「多階層的アプローチ」でトランスポーターの隠れた働きを解明
Digital PR Platform / 2024年4月24日 11時41分
研究背景
栄養素や代謝物などの微少分子は、すべての生物の細胞活動を駆動するために不可欠であり、これらの分子のバランスを保つことが健康を維持するために重要です。細胞内外の小分子の濃度制御は、細胞膜上のトランスポーターによって担われているため、トランスポーターは細胞レベルだけではなく、生体全体のシステムレベルにおいても小分子のホメオスタシスに重要な役割を果たしています。
トランスポーターの機能不全は、代謝異常、神経疾患、尿結石など、多くの疾患を引き起こします。一方で、ヒトでは500以上のトランスポーター分子が同定されているにもかかわらず、特に複雑な生理学的状態または病態生理学的状態に関与する微量な小分子の輸送を制御するために、どのようなトランスポーター分子が働き、他の分子と協働しているかを理解することは依然として困難です。

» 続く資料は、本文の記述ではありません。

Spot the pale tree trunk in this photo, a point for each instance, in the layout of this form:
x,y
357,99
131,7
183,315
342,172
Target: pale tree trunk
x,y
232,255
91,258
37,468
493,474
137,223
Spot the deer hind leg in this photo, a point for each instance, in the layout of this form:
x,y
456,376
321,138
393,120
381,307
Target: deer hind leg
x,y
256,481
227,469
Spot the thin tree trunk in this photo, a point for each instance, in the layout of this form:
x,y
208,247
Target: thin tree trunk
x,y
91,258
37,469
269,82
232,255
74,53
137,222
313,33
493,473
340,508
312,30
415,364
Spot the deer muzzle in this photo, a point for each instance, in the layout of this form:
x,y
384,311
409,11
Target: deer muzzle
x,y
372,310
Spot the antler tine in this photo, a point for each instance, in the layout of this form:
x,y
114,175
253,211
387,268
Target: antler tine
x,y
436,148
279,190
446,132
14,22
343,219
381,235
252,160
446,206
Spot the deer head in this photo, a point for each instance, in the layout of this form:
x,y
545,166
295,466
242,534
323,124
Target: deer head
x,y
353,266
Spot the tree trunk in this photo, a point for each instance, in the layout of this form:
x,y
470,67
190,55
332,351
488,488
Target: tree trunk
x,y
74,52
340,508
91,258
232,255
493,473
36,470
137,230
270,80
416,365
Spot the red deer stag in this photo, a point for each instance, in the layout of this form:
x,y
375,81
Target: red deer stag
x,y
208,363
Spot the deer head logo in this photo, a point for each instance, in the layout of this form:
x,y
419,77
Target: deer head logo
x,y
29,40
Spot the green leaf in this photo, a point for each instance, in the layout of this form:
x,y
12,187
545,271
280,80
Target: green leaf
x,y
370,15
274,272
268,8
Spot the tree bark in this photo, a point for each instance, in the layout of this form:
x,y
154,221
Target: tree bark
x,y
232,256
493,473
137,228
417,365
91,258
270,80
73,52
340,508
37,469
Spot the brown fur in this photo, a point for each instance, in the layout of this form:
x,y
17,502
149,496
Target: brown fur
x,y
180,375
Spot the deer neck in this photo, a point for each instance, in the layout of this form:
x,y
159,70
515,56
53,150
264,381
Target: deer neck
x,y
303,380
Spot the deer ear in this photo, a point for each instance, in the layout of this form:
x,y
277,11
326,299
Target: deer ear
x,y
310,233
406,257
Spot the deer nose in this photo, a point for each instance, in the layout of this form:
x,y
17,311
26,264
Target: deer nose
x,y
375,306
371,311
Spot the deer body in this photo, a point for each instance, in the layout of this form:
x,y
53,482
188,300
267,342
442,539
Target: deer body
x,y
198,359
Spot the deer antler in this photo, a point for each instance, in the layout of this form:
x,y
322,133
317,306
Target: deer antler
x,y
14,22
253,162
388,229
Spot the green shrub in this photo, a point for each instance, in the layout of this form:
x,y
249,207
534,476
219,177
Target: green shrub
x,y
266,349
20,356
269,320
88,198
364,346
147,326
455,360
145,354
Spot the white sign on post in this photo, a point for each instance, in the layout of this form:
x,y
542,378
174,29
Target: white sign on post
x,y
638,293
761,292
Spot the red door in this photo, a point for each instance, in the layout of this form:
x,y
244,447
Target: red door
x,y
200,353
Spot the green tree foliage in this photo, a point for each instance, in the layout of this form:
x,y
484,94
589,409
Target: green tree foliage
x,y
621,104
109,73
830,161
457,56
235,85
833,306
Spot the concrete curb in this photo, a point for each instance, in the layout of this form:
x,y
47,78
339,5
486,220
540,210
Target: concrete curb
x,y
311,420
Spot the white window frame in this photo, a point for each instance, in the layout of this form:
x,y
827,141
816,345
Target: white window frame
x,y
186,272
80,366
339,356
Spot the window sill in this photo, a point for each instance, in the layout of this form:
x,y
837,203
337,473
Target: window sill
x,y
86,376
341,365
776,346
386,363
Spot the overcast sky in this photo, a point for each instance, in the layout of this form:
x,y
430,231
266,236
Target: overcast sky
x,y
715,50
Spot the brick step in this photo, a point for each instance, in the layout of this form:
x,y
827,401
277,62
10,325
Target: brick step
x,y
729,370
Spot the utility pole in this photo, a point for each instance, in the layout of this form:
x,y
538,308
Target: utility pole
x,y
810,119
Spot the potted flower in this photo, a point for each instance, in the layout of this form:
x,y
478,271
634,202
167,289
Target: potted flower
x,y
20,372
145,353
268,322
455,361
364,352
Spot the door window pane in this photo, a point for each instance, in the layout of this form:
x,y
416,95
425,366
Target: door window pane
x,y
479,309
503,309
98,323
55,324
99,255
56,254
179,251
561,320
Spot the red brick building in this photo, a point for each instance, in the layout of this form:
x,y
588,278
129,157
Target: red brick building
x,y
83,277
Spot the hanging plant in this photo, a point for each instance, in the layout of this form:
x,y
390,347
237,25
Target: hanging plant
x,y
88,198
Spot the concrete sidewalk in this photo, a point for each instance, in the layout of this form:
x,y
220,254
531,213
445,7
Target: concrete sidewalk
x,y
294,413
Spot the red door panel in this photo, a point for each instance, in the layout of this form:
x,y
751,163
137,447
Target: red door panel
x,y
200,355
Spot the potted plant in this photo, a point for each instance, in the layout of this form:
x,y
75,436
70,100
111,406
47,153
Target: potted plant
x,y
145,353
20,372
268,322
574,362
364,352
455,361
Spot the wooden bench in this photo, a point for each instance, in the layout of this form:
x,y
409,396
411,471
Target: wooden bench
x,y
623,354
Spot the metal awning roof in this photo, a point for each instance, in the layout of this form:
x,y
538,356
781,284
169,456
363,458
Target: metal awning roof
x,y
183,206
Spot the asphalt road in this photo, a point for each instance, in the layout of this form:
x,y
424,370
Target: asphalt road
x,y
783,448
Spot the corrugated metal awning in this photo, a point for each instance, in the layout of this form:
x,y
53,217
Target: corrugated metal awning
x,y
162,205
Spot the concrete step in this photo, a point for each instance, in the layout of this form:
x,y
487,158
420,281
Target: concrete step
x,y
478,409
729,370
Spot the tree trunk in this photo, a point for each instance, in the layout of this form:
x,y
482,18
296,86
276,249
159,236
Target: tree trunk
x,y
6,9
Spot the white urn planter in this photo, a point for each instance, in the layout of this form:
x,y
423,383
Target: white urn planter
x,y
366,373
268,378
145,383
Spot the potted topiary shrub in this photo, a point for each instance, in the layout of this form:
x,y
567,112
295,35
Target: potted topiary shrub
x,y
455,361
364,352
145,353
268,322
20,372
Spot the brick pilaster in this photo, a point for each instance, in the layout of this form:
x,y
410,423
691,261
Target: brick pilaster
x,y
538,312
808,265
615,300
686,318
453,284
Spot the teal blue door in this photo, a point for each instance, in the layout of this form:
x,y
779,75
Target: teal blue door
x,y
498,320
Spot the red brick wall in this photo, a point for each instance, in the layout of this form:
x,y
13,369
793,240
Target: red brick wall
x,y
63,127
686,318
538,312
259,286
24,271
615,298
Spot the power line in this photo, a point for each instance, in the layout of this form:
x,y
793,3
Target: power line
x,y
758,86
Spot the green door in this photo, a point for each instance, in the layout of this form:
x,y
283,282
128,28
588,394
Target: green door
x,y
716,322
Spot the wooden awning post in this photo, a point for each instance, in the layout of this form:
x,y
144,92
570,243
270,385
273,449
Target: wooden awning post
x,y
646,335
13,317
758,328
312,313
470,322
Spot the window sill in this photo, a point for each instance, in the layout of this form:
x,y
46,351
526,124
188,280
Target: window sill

例えば、アミノ酸であるセリンの微量な立体異性体であるDセリンは、神経伝達において重要な役割を果たすことが知られており、最近では急性腎障害(AKI)および慢性腎臓病(CKD)のバイオマーカーとして注目されています。しかしながら、腎臓におけるDセリンの輸送メカニズムは不明でした。
研究内容
研究チームは、生体内の複雑な環境で複数のトランスポーターがどのように協力して働いているのかを調べるための研究方法として「多階層的アプローチ」という手法を用いました。この方法は、生体レベルから細胞や分子のレベルまで、さまざまなスケールで生命現象を解析・連係することで、トランスポーターの生体内での機能を明らかにすることができます。網羅的な手法で体液や臓器レベルから代謝物や遺伝子、タンパク質の変動を解析し、バイオインフォマティクスを用いてデーターを統合し、候補分子群を選別します。
さらに、スクリーニング系および輸送機能解析系により、トランスポーターの機能を解析することで成り立ちます。本研究では、微量な微小分子(D-アミノ酸)の変化を検出する「メタボロミクス」、生理的状況の変化により変動するトランスポーター分子を見つける「プロテオミクス」、目的の小分子を輸送する可能性のあるトランスポーターを選ぶ「スクリーニング」、任意のトランスポーター分子のみの機能解析が可能な「無細胞システム(リポソーム再構成系)」、そして生理的なトランスポーターの協力関係を制御することが可能な「生体組織を用いた(ex vivo)輸送解析」などの手法を組み合わせています(図1)。